Onde foi parar a mulher do primeiro capítulo? É só no segundo capítulo que Eva
é criada, e no terceiro que recebe seu nome. Essa inconsistência sugere que
parte do texto tenha sido editada ou removida. [ii]
Interessante notar a constatação da não
presença do nome de Lilith nesses registros sagrados. O que querem eles
ocultar? Que padrão de mulher eles querem formar? Uma “santa” de carne e osso
com total submissão? Ao desvelar o texto percebemos que há muito mais do que um
reino de opressores, há muito mais do
que um simples patriarcado exercendo um tal poder “sagrado” sobre o
feminino, onde as mulheres de então parecem ter parte com o “demo” e por isso
devem ser castigadas. Desse modo, percebemos que a teoria de que Lilith tenha sido “apagada da história” evidenciaria um processo de conspiração ou um
erro de edição. Porém, nada foi confirmado até hoje e tudo que temos, segundo essas
análises, nos remete simplesmente à figura folclórica de Lilith, como mera
suposição e sem credibilidade científica.
Ainda, segundo
pesquisadores, Lilith já estava lá
O registro mais antigo dessa
figura está nas gravuras dos amuletos de Arslan Tash, relíquias que datam do
século 7 a.C. Alguns historiadores argumentam ainda que Lilith é mencionada
ainda antes, na demonologia suméria do terceiro milênio a.C. Na Épica de
Gilgamesh, poema mesopotâmio de 2100 a.C., há uma possível menção a Lilith como
demônia. Ou seja,Lilith já era conhecida antes de compilarem o Gênesis, o que
reforça a teoria de que foi “apagada da história”.[iii]

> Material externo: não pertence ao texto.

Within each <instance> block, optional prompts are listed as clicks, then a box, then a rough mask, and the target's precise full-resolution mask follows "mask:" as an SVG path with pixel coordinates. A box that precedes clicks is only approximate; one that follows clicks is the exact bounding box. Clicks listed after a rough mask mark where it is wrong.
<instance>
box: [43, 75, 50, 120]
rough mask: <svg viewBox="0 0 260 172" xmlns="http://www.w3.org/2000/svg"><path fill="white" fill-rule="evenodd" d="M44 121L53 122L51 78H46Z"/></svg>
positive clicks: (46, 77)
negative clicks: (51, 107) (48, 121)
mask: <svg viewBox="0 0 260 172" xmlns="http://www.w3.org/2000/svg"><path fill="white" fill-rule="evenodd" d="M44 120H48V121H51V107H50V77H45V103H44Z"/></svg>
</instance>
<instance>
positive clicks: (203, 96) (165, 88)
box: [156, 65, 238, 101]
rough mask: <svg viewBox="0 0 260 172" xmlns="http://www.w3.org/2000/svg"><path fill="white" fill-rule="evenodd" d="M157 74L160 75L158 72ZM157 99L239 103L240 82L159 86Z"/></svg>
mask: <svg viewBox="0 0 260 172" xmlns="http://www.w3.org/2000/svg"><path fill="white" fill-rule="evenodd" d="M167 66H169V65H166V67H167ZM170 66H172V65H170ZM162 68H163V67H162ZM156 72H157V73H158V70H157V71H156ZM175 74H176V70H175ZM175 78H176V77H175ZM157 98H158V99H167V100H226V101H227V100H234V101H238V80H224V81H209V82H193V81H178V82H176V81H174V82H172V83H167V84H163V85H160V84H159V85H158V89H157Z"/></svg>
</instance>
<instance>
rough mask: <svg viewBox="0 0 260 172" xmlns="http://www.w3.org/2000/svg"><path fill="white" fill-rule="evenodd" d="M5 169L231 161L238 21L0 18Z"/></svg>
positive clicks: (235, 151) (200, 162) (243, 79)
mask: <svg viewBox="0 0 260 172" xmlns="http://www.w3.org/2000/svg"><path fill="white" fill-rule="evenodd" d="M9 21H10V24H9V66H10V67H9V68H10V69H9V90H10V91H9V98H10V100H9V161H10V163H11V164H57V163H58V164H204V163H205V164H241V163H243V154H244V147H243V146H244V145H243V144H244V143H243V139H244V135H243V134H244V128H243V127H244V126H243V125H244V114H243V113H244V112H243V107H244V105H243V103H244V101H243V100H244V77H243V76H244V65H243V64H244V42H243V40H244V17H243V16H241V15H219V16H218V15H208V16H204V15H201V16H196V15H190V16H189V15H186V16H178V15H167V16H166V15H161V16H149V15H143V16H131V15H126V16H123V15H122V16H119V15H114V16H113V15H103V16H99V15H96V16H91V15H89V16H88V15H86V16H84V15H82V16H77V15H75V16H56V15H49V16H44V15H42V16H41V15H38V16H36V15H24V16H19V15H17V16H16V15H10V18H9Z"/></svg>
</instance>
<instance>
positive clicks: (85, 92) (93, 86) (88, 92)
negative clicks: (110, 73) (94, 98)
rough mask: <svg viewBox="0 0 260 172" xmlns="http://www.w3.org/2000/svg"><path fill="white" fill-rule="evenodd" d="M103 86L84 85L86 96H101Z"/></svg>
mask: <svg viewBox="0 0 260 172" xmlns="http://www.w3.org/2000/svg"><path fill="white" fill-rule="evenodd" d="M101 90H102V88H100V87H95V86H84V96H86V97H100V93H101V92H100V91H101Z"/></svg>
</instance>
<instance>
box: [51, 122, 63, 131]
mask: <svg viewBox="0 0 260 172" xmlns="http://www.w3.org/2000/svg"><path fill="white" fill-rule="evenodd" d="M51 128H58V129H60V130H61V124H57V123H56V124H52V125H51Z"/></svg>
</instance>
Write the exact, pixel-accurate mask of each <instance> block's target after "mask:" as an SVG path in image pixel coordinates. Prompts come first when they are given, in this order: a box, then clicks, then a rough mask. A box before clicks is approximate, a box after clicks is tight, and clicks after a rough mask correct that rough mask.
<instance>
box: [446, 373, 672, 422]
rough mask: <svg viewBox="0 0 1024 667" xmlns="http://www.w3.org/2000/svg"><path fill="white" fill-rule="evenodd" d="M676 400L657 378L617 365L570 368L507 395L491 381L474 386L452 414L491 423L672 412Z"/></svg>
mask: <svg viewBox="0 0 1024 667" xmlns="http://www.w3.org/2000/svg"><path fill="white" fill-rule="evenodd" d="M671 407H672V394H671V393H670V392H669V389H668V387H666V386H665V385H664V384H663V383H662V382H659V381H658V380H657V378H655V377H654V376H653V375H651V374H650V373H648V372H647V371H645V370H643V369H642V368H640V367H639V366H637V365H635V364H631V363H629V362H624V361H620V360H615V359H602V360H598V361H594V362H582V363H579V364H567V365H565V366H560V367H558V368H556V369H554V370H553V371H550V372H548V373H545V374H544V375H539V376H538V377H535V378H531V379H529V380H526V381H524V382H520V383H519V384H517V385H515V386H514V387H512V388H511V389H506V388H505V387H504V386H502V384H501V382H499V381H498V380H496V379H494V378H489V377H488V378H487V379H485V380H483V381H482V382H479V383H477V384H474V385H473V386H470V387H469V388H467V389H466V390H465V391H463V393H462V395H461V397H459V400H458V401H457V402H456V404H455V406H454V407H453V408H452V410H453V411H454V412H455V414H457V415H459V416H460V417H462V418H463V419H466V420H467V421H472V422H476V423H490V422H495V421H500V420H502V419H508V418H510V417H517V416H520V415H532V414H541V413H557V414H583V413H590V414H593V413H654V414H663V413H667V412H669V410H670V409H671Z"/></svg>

No texto citado, discute-se à desmitificação sobre a figura da
mulher que ainda mantém o mito pela
tentação de Eva ao fazer Adão comer o fruto proibido, ocasionando, assim, a
expulsão de ambos do paraíso. Sabemos
que a partir daí, uma consciência foi estabelecida entre os dois – a diferença
de sexo e suas polaridades. Esta polaridade torna-se clara diante da necessidade de
combinação e complementaridade, remetendo-nos à perfeição inicial. Assim,
sendo, homens e mulheres estão, por assim dizer, inconscientemente, motivados
por essa busca – busca infinita de um pelo outro – visando à totalidade perdida,
neste caso, uma espécie de androgenia.
Ao concluir este artigo, considero relevante destacar a
importância de uma cumplicidade que se dá entre o autor e o leitor. Ainda que
ambos não saboreiem do mesmo prazer estético, da mesma safra filológica e do
mesmo símil, ainda assim, a escrita servirá de elo pela “transliteração da
fala”. O texto segue sua senda, composto
por palavras que podem atribuir um prazer que derive de um encontro mágico com um
significante qualquer ou com a extravagância de algum sentido. É dessa forma
que as palavras ganham asas e, através delas, me convenço de que o texto
escrito seja um veículo de comunicabilidade entre o escritor e o leitor. Por
isso, escrevo pelo prazer da sedução que a palavra exerce. Escrever é mais que
um sintoma, é uma “euforia”, enquanto que o ato de ler resulta numa
“embriaguez”, consequência da euforia.
Desse modo, ofereço aos meus companheiros de estrada (meus
leitores) a minha reflexão. Compartilho
pensamentos, intencionando troca de ideias. Ao comungar este símil, deixo explícita a
pretensão futura de nos encontrarmos pelos caminhos de outras abordagens. Neste
“tecido” segue a imaginária malha da subjetividade – a de que a psicanálise
seja avessa à compreensão, embora tudo esteja no limiar do desejo.
Fonte:
Saber Fazer com o Real. Diálogos entre Psicanálise e Arte. Organizadores:
Marcia Mello de Lima e Marco Antonio Coutinho Jorge. Ed. Companhia de Freud.
Editor: José Nazar, 2009
Graça Moura. O Fantástico
no Feminino. Edições Rolim, Lisboa 1985.